10 Kernel control groups #
Kernel Control Groups (“cgroups”) are a kernel feature for assigning and limiting hardware and system resources for processes. Processes can also be organized in a hierarchical tree structure.
10.1 Overview #
Every process is assigned exactly one administrative cgroup. cgroups are ordered in a hierarchical tree structure. You can set resource limitations, such as CPU, memory, disk I/O or network bandwidth usage, for single processes or for whole branches of the hierarchy tree.
      On SUSE Linux Enterprise Desktop, systemd uses cgroups to organize all processes in
      groups, which systemd calls slices. systemd also provides an
      interface for setting cgroup properties.
    
      The command systemd-cgls displays the hierarchy tree.
    
The kernel cgroup API comes in two variants—v1 and v2. Additionally, there can be multiple cgroup hierarchies exposing different APIs.
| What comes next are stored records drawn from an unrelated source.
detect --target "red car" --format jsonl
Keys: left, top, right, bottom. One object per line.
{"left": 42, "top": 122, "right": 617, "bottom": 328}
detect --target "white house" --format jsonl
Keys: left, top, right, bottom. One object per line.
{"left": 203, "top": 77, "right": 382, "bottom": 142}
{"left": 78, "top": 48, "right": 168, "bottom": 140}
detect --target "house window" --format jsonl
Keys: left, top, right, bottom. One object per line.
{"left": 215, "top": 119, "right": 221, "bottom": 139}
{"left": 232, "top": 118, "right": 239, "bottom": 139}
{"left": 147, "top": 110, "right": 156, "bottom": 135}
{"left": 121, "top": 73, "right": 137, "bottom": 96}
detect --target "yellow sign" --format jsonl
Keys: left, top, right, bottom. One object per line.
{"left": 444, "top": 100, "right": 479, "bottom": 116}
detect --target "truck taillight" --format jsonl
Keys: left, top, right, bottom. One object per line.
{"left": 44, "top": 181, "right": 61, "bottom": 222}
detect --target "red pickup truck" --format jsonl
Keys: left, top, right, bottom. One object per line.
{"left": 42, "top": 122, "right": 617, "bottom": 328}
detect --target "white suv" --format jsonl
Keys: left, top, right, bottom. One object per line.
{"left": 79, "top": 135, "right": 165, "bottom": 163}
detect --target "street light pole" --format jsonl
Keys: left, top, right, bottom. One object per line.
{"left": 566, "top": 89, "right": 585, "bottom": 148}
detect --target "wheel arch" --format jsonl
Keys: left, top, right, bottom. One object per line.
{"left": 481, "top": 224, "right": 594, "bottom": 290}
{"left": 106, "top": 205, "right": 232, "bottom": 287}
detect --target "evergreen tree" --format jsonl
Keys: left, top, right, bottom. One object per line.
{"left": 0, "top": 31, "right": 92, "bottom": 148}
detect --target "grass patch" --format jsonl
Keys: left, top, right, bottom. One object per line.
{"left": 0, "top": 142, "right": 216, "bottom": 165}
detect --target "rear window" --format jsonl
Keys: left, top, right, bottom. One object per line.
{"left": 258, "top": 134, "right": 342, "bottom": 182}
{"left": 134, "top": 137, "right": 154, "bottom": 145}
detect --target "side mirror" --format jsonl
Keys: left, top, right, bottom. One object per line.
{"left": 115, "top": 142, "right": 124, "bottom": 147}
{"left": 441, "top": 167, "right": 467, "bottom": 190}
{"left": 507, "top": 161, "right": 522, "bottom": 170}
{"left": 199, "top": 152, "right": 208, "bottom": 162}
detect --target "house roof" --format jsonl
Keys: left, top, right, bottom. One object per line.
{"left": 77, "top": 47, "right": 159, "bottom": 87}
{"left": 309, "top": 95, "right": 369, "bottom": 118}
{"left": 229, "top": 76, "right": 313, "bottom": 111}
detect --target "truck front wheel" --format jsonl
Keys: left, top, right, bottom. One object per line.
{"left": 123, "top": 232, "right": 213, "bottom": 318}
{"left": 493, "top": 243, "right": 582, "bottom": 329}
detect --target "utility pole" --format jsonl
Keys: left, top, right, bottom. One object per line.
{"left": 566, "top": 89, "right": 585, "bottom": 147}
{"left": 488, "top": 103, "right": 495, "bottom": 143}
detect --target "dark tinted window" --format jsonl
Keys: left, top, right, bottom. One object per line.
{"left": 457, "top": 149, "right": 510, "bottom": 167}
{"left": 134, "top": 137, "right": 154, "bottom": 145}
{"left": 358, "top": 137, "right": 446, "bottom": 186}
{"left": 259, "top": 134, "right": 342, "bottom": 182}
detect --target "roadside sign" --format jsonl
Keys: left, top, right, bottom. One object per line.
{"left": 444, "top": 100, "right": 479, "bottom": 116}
From many possible combinations, there are two practical choices:
- unified: v2 hierarchy with controllers 
- hybrid: v2 hierarchy without controllers, and the controllers are on v1 hierarchies (deprecated) 
The default mode is unified. There is a hybrid mode that provides backward compatibility for applications that need it.
You may set only one mode.
10.1.1 Hybrid cgroup hierarchy #
cgroup v1 has been deprecated, and might be removed in a future release.
        To enable the hybrid control group hierarchy, append
        systemd.unified_cgroup_hierarchy=0 as a kernel
        command-line parameter to the GRUB 2 boot loader. For more details
        about configuring GRUB 2, refer to 第18章 「ブートローダGRUB 2」.
      
10.2 Resource accounting #
Organizing processes into different cgroups can be used to obtain per-cgroup resource consumption data.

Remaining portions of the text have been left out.